Post by Konstantin 'Kosta' WelkePost by Joseph AshwoodAs the number of nodes
increases the number of times it is necessary to run the finalization code
increases.
As the number of siblings on one level increases, this increases.
Actually it won't. The number of finalizations is strictly dependant on the
number of nodes, if fact they are exactly equal (+/- 1 depending on root
handling into torrent).
Post by Konstantin 'Kosta' WelkePost by Joseph AshwoodPost by Konstantin 'Kosta' WelkeNote that I do neither think that binary trees are the best choice. They
are worst case for tree size but optimal case for quick verification of a
single piece.
Here is where we substantially differ. In verifying a single piece in a
properly formatted n-ary tree (like my proposal) the cost is the tree depth.
I think that the cost is depth*N. How do you check a node without knowing
its silblings?
By having the sibling heads embedded in the parent. That makes it so the the
download of the siblings is not necessary for verification. The algorithm is
instead:
Verify parent hash integrity
Verify child hash integrity
Verify that child head matches parent-child head
The first two require hash finalizations, the last is a binary compare.
Post by Konstantin 'Kosta' WelkePost by Joseph AshwoodThis is the same optimal cost for binary trees. The n-ary tree will be
flatter and so offers faster verification of the piece than the binary
version. For reference, my implemenation can verify a single piece of a
478MB file in 4 hashes, assuming 4KB blocks, the same performance for a
binary tree would only be a 65KB file, again assuming 4KB blocks. Verifying
the same 478MB file would take a binary tree 29 hashes (assuming I counted
correctly) approximately 7 times as long. 7 times the time is not a small
performance penalty.
Could you write out what exactly is calculated here?
Actually I'm having trouble exactly duplicating my numbers as well. Here is
the full expansion of what I did today.
In it's current form my implementation occupies 80 bytes per head: 2 64-bit
integers for nodeID, 2 64-bit integers for parent nodeID, 1 64-bit integer
for number of children, 32-bytes for the hash = 80 bytes per head.
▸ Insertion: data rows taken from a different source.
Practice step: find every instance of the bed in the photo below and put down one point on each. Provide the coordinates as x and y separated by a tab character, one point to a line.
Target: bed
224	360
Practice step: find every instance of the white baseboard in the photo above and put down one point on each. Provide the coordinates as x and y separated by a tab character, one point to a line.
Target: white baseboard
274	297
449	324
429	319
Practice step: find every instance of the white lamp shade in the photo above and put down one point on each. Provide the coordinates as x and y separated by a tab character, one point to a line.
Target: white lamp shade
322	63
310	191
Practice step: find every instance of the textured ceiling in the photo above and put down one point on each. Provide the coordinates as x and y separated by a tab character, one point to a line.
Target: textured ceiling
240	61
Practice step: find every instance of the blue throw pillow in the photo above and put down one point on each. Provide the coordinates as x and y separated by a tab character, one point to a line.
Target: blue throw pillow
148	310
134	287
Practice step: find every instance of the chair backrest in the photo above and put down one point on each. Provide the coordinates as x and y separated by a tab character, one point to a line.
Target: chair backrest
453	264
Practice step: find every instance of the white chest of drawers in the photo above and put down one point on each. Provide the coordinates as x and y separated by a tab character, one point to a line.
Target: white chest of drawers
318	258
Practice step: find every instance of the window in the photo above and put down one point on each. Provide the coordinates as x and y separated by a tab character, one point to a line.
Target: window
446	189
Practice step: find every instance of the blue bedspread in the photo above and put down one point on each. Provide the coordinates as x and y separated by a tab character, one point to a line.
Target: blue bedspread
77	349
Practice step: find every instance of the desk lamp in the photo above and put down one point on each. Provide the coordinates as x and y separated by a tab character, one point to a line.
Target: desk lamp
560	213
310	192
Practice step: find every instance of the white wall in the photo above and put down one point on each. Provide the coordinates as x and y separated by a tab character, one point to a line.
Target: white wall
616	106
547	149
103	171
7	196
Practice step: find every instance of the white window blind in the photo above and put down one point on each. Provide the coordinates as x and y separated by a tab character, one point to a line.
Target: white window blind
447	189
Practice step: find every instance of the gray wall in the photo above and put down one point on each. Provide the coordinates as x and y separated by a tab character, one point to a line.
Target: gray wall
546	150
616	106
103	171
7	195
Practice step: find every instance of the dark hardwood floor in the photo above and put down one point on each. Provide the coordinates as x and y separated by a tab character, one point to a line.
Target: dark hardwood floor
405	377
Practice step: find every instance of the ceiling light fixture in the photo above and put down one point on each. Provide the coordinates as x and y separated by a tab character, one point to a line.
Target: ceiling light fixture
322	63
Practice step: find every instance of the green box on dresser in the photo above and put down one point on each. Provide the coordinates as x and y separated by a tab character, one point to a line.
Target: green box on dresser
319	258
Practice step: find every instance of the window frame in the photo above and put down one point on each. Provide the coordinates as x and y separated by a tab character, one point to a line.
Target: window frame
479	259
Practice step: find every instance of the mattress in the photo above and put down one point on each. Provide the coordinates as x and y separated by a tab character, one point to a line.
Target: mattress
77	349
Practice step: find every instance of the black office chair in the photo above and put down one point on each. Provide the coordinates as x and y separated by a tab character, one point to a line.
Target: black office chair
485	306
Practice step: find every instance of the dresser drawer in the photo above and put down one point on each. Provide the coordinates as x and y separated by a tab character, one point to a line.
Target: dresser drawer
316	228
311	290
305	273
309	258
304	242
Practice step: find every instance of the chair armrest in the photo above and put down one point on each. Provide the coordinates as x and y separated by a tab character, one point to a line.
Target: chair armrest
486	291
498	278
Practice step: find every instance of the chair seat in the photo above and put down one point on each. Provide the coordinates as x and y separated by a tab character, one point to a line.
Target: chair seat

Each node has a head which accounts for 80 bytes, leaving 4016 bytes in a
4kb block. That leaves room for 50 child heads, and 16 slack bytes. This
means a 50-ary tree and so:
Level 1 = 1 block
Level 2 = 50 Blocks
Level 3 = 2500 Blocks
Level 4 = 125000 Blocks
.....
I also calculated that the tree can only house 4016 bytes per leaf because
of the overhead, multiplying the number of blocks at the level and the
number of bytes in the leaf gives the maximum size for the level
With binary trees I assumed that the nodes are overheadless, so they can
store the full 4096 bytes in the leaf. Since it is binary the blocks counts
are
Level 1 = 1
Level 2 = 2
Level 3 = 4
Level 4 = 8
Level 5 = 16
......
Same as before multiply the number of blocks at the leaf level and the leaf
node size to get the maximum size.
50-ary tree:
Level 1 = 4016 bytes
Level 2 = 200800 bytes
Level 3 = 9.5MB
Level 4 = 478.74MB
Level 5 = ~24GB
Binary:
Level 1 = 4096 bytes
Level 2 = 8192 bytes
Level 3 = 16KB
Level 4 = 32KB//guess I messed up, I accidently gave the binary tree an
extra level in my calculations
Level 5 = 64KB
Level 6 = 128KB
Level 7 = 256KB
Level 8 = 512KB
Level 9 = 1MB
Level 10 = 2MB
Level 11 = 4MB
Level 12 = 8MB
Level 13 = 16MB
Level 14 = 32MB
Level 15 = 64MB
Level 16 = 128MB
Level 17 = 256MB
Level 18 = 512MB
Level 19 = 1GB
Only 4.5 times the overhead for a 400 MB file, not 7.
Post by Konstantin 'Kosta' WelkeAre you assuming
that you only need all ancestors of a leaf to verify it and its contents?
Yes I am. Since there is one hash finalization per level, that was the
determining factor, and the only thing I counted.